Introduction to Hypothesis Testing

  • Hypothesis testing is a procedure to test claims or statements about a population.
  • It evaluates how much evidence exists for or against the claim.
  • The process involves several steps, which will be taught gradually.

Identifying the Claim

  • Always start hypothesis testing by determining the claim made about the population.
  • The claim reflects what someone thinks is true about the population.
  • Carefully read all information to correctly identify the claim (e.g., "now we think it’s higher" suggests a claim of increase).

Writing the Claim Mathematically

  • For population proportion (percentage), use the symbol π or P; for mean, use the Greek letter μ (mu).
  • Always write the population parameter (π or μ) on the left and the value on the right (e.g., π > 0.04).
  • Use ">" for higher/increase, "<" for lower/decrease, and "=" for statements of equality.

Claim Examples

  • If side effects percentage was 4% and now it’s believed to be higher, the claim is π > 0.04.
  • If evidence suggests average body temperature is lower than 98.6, claim is μ < 98.6.
  • If stated as “average is 100,” claim is μ = 100.

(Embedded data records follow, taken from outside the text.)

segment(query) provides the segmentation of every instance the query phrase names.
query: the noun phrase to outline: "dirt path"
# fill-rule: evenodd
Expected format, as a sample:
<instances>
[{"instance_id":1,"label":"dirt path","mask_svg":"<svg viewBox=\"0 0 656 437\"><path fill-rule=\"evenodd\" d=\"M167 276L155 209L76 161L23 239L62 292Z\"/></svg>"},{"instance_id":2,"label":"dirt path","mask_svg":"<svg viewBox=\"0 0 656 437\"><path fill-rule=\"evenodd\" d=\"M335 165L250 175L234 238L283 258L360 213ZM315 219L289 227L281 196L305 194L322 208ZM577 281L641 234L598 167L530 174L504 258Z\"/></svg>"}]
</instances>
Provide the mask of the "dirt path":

Null and Alternative Hypotheses

  • The null hypothesis (H₀) is a statement about the population involving equality (e.g., μ = 100).
  • The alternative hypothesis (Hₐ) is a statement that does not involve equality (e.g., μ ≠ 100, μ < 98.6, π > 0.04).
  • H₀ is denoted as H with subscript 0 (H₀); Hₐ is H with subscript a (Hₐ), sometimes written as H₁.

Formulating Hypotheses

  • Opposing views are used to set up null and alternative hypotheses.
  • The opposite of "<" is "≥", of ">" is "≤", and of "=" is "≠".
  • For one population, usually set H₀ as equality (e.g., μ = value), and Hₐ as the claim without equality.

Key Terms & Definitions

  • Hypothesis Test — A procedure for evaluating claims about a population using sample data.
  • Claim — The statement or belief to be tested about a population parameter.
  • Null Hypothesis (H₀) — The default hypothesis stating no change or effect, involving equality.
  • Alternative Hypothesis (Hₐ) — Competing hypothesis indicating change or effect, without equality.
  • Population Proportion (π or P) — The percentage of the population with a specific characteristic.
  • Population Mean (μ) — The average value for a quantitative population trait.

Action Items / Next Steps

  • Practice identifying claims and writing them mathematically.
  • Review the symbols π and μ for population parameters.
  • Prepare to learn how to test these hypotheses in upcoming lessons.